CliveBarker: Yes, it's much harder. There are many reasons. The issue too complex to detail here, but I can offer a few hints. The bookstores are more conbservative There's less money and less editorial support for newcomers and midlist writers., But that's npot to say that the right book won't find an enthusiastic advocate. It's a matter of luck. I would advise those who have book is that you look very closely at the publishers who put out your kind if work. Don'ty send your ms to every publisher on the shelves. Target an editor. Someone who works on books like your own, your genere. Someone who will understand you.
 Moderator: <Fenris>: Clive: Did you jump directly into writing novels or was it a more gradual process? ''
CliveBarker: Well, I wrote three books of short stories and 9 plays first, but each novel presents its own challange. In a sense I feel as though I'm starting new with each one. Each book is a different adventure in creativity. In part because I'm a different person with each
Moderator: <Erin789>: Hi Clive, this is Erin from Lakeland. Do you get any ideas from your dreams?
CliveBarker: A lot of ideas. I keep a dream journal. I record images that appear in my dreams at night Sometimes fleeting fragments, sometimes entire bits. Pinhead was born in a dream. Sometimes when I'm close to the end of a novel my dreams help me solve narratives
Moderator: <Will>: Clive, do you have any information about any further "Hellraiser" stories and/or movies that you could share?
CliveBarker: Sure. I can't give you details, but I believe that Dimension Films, who released the last film have two more in development.
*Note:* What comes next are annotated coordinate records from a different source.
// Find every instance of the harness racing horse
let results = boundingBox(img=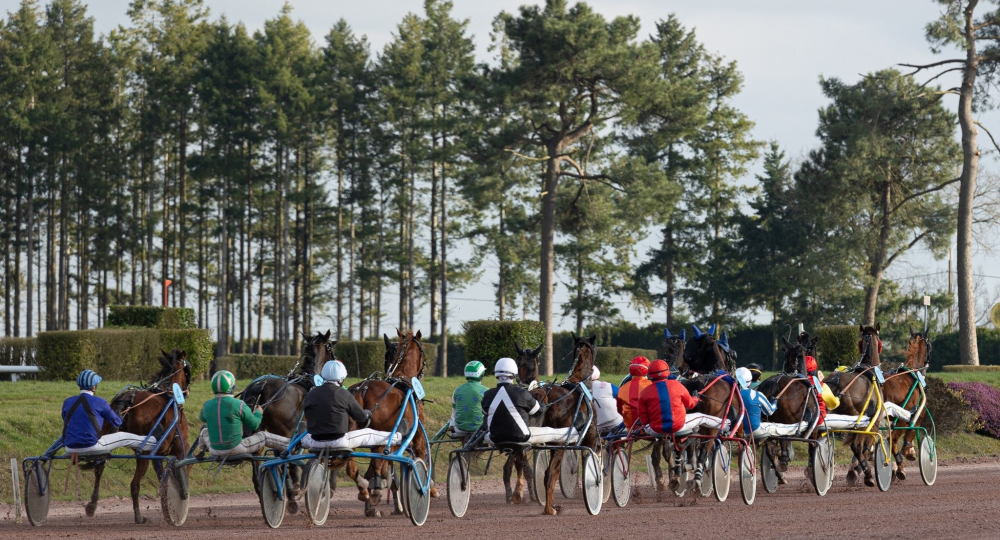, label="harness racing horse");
[346,330,438,517]
[236,330,337,514]
[532,334,601,516]
[104,349,191,523]
[882,330,931,480]
[670,324,743,491]
[823,324,884,487]
[757,332,819,485]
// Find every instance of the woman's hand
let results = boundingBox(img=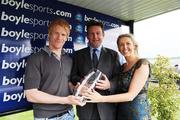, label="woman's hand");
[83,89,103,103]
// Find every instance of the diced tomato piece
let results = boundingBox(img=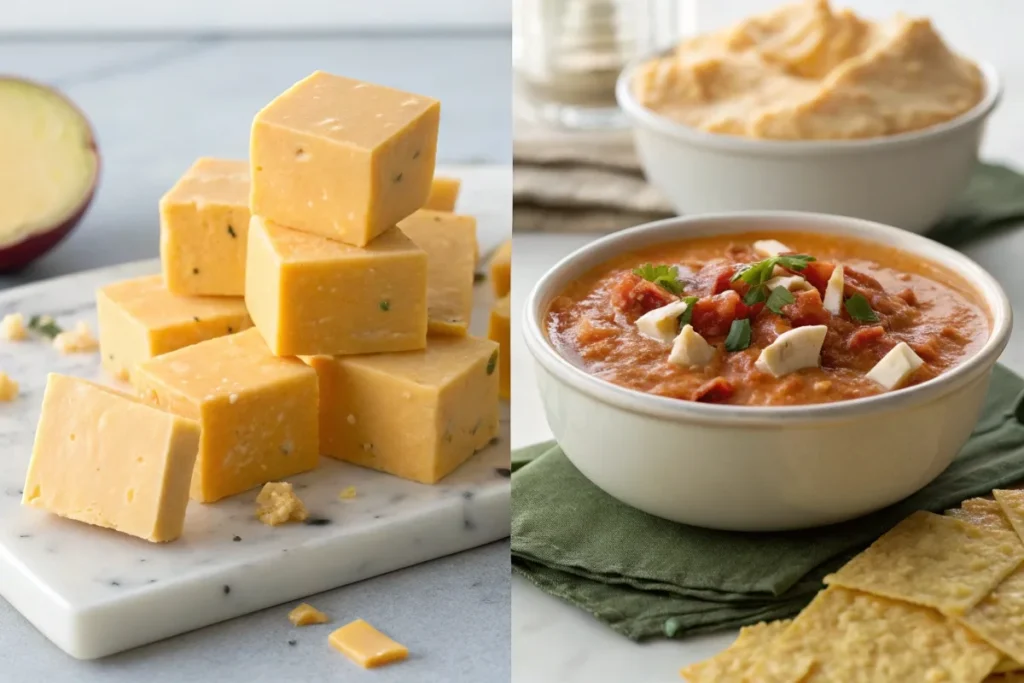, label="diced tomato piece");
[847,325,886,351]
[690,290,751,338]
[711,265,746,294]
[611,272,679,317]
[752,311,792,348]
[792,261,836,294]
[782,290,831,328]
[690,377,736,403]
I'm not invited to their meetings. I have one story up my sleeve on the writing front. The diffinitive climax. I'll say no more.
Moderator: <lollybomb>: do you scare yourself sometimes when you write?
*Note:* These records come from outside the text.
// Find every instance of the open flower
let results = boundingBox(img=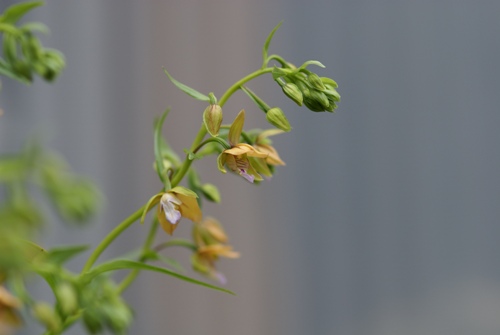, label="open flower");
[0,286,21,334]
[191,218,240,284]
[217,110,268,183]
[146,186,202,235]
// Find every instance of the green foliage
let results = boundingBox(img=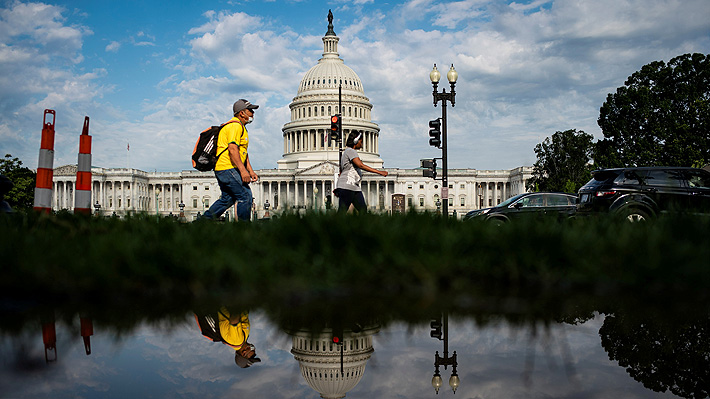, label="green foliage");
[594,53,710,167]
[0,154,37,211]
[526,129,594,193]
[0,212,710,328]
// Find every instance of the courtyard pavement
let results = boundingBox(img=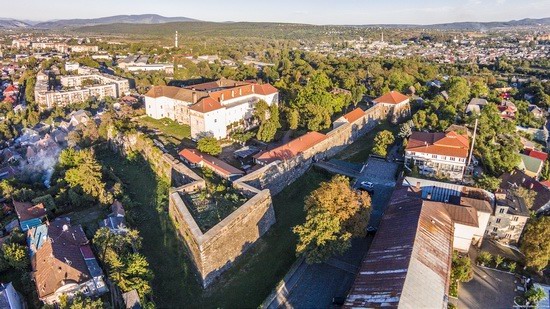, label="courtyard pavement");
[267,158,398,308]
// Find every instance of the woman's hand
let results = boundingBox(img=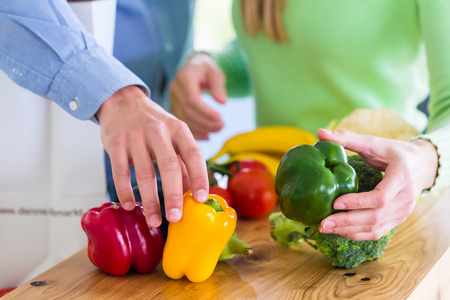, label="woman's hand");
[317,129,438,241]
[169,53,227,140]
[96,86,208,227]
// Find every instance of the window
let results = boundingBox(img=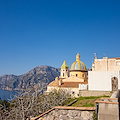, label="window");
[82,74,85,78]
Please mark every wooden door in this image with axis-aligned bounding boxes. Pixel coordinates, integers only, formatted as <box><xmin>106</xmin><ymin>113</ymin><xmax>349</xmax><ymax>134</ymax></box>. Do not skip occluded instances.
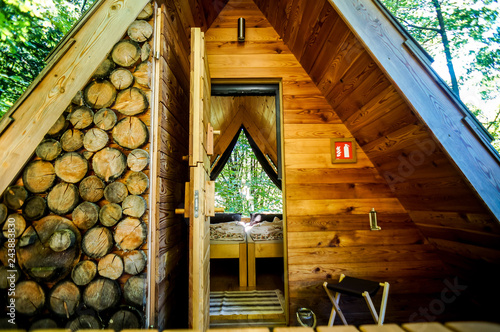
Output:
<box><xmin>186</xmin><ymin>28</ymin><xmax>211</xmax><ymax>331</ymax></box>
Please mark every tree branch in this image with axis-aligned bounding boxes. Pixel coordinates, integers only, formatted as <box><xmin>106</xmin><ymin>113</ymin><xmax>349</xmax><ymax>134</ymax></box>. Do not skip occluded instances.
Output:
<box><xmin>396</xmin><ymin>17</ymin><xmax>440</xmax><ymax>32</ymax></box>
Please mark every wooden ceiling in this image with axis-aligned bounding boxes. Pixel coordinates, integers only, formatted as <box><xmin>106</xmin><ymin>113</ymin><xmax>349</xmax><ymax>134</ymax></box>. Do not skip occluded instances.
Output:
<box><xmin>210</xmin><ymin>96</ymin><xmax>278</xmax><ymax>169</ymax></box>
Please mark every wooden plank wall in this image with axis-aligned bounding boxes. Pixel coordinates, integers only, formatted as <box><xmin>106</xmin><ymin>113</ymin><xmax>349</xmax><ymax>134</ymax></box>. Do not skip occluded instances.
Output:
<box><xmin>252</xmin><ymin>0</ymin><xmax>500</xmax><ymax>315</ymax></box>
<box><xmin>157</xmin><ymin>1</ymin><xmax>196</xmax><ymax>329</ymax></box>
<box><xmin>202</xmin><ymin>0</ymin><xmax>454</xmax><ymax>324</ymax></box>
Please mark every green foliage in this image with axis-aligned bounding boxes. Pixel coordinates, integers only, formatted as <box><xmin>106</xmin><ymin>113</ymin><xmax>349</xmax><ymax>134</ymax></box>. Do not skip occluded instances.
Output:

CliveBarker: Never. I'm not intending to scare my readers. To move them, stir them up. But scare? No. Better authors can do that trick!
Moderator: <fjord>: Can you tell us about the new film you are working on with New Line Cinema?
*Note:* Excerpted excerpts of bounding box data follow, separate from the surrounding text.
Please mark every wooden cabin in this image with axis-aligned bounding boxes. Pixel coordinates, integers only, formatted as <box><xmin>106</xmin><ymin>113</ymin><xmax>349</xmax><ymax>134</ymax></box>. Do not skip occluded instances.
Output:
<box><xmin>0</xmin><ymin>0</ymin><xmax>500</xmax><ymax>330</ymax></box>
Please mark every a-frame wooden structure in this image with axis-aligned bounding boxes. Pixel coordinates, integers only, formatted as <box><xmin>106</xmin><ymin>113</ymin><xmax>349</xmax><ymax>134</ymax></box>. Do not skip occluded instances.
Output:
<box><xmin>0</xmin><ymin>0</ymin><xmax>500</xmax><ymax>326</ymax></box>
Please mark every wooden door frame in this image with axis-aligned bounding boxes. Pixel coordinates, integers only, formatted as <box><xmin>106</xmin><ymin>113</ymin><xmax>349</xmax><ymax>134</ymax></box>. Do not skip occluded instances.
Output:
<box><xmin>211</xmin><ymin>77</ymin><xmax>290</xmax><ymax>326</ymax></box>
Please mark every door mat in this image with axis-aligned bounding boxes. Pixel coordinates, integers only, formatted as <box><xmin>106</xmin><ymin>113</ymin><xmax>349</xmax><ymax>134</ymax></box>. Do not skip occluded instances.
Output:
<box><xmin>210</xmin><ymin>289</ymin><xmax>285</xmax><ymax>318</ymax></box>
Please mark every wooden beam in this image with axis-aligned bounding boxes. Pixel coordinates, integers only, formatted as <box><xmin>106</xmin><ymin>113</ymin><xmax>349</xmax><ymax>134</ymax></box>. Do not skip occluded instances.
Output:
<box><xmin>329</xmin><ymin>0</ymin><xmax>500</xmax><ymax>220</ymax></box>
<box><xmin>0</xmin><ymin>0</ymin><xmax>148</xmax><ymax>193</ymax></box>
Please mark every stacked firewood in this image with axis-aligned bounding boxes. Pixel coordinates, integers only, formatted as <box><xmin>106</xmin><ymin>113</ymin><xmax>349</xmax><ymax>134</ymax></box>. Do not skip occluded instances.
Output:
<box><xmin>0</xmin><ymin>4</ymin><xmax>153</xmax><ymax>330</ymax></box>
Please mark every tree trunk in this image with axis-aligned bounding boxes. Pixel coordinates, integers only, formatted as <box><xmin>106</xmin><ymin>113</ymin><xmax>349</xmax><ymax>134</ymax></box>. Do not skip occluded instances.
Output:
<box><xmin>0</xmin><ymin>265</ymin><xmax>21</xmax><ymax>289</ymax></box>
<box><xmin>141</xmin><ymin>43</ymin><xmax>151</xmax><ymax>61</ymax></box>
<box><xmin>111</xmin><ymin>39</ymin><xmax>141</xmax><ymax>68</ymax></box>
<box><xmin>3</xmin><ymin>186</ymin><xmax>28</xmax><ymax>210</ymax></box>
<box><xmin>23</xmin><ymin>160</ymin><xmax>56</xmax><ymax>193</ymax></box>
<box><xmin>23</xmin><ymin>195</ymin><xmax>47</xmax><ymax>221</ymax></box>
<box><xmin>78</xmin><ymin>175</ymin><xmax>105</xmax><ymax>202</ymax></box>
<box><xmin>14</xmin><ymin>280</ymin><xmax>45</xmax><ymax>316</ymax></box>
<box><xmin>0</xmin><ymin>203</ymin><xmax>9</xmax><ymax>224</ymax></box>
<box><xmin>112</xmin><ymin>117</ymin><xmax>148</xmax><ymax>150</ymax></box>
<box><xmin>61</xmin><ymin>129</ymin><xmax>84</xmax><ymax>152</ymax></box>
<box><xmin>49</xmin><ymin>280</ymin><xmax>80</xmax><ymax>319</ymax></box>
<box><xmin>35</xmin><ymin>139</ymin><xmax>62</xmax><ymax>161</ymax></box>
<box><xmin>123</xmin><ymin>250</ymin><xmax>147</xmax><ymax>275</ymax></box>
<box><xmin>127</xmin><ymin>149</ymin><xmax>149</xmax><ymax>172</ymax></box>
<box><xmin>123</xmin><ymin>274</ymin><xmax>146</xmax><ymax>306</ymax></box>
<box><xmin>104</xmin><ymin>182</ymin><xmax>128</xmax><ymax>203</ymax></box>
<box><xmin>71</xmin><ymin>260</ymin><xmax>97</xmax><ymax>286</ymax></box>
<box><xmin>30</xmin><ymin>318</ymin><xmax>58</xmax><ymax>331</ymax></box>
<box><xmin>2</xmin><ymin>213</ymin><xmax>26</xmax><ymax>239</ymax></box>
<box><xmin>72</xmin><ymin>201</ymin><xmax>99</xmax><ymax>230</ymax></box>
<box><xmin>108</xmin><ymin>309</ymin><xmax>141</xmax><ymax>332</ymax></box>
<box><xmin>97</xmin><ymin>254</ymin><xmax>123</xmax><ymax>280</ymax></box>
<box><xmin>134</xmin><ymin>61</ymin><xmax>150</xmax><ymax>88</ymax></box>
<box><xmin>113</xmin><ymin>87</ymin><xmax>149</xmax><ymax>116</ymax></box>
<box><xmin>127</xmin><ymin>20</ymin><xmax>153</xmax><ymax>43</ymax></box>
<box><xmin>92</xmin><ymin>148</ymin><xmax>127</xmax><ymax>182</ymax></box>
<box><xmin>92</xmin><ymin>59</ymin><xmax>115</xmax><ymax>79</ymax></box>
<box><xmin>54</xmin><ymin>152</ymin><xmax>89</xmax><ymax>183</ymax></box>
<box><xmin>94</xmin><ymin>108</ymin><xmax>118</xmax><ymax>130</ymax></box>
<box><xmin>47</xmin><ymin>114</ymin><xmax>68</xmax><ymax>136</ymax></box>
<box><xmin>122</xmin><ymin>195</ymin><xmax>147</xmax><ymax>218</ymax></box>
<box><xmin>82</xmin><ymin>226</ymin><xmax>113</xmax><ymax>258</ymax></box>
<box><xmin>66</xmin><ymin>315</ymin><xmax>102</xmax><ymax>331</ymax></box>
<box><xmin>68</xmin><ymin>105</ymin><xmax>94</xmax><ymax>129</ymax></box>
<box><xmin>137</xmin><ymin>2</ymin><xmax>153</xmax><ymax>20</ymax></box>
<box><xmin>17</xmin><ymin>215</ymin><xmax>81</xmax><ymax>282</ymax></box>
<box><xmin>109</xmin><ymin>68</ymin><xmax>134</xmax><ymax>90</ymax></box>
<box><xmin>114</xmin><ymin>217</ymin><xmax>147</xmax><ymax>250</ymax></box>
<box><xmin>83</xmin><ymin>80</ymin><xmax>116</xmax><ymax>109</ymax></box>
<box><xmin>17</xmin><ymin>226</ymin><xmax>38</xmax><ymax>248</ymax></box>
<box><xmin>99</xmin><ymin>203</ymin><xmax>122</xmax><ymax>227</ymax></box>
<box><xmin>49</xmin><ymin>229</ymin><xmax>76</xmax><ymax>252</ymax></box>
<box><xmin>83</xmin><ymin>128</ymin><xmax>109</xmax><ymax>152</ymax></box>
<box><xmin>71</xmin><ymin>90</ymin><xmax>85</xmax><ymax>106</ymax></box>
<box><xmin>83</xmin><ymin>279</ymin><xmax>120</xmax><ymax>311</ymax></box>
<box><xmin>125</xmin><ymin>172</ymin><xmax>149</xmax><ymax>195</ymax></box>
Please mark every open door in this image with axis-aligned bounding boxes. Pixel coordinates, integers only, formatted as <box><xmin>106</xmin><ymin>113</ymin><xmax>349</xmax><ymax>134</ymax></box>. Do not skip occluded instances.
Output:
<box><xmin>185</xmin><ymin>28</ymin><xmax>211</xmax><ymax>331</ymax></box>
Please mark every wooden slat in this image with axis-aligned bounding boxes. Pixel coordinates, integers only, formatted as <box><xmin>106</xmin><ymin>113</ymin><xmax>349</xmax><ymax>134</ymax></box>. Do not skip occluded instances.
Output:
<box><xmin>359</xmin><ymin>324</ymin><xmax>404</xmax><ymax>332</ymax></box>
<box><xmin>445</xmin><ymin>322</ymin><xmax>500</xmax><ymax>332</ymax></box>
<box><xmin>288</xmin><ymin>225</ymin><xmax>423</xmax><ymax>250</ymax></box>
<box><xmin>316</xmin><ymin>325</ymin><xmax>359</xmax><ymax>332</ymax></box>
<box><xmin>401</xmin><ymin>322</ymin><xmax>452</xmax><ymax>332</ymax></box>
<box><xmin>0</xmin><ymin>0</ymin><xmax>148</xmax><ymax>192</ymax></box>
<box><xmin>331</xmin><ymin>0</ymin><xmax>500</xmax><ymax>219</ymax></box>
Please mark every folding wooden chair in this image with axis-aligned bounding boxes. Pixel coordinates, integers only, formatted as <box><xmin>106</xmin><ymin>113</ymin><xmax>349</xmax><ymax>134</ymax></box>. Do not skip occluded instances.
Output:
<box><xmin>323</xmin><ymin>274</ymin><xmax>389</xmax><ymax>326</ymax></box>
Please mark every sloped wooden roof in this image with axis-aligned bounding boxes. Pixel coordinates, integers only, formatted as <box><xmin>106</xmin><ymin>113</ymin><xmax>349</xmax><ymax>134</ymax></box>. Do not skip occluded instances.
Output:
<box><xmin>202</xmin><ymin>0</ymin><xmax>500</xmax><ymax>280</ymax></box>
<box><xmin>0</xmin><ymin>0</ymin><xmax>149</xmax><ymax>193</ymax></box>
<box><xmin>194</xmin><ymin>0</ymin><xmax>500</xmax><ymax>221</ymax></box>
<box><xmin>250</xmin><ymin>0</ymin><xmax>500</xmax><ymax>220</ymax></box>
CliveBarker: Not a word! This one is a secret But it's a project I'm in love with I think it will be completely fresh and new in the dark fantasy realm
Moderator: <u21>: who did you read that made you want to write? Who do you read now? Any favorite authors?
CliveBarker: Poe, Melville, John Dunne, TS Elliot, Shakesspeare, Machen, Wilde, Genet. The list goes on forever.
Nor would I neglect painters and filmmakers. Other people's work is endlessly inspiring
Moderator: Can you give us a similar list for artists and filmmakers?
CliveBarker: James Ensor, a Belgian painter. George Franju, a fim maker. Wm Blake, Redon, whose pastel are amazing of the fantastical. Max Ernst. Cronnberg, Fellini, Murnau, his Faust was amazing and stunning. Thge list goes on Moderator:
 Moderator: <Bradly>: Clive, having seen what fame can do to people, and having come through the other side of fame relatively sane (heh...) could you tell me what the best part of it is, the worst part of it, and what is the best way to handle it?
CliveBarker: What a great question!
The best part is having a forum, the interior and exterior. The worst part is the invasion of privacy that happens. I'm not a public person. It's strange to find folks outside with cameras.
I wopuld like to be invisible in a sense As to handling, I deal with that well on some days and poorly on others.
I'm not a public person and occassionally I don't react wel to be at the center of attention. More and more as I get older. But I do feel blessed, I have a chance to do what I always dreamed of. Expressing the deepest parts of my nature and giving them to others. In my minds eye, I'm a man sitting at a fire telling stories. Sometimes by a miraculous slight of hand making visions appear in the smoke.
CliveBarker: Night everybody!
Moderator: Clive, I want to thank you very much for taking the time to join us all this evening. Online you're visible and invisible at the same time! The best of all possible worlds.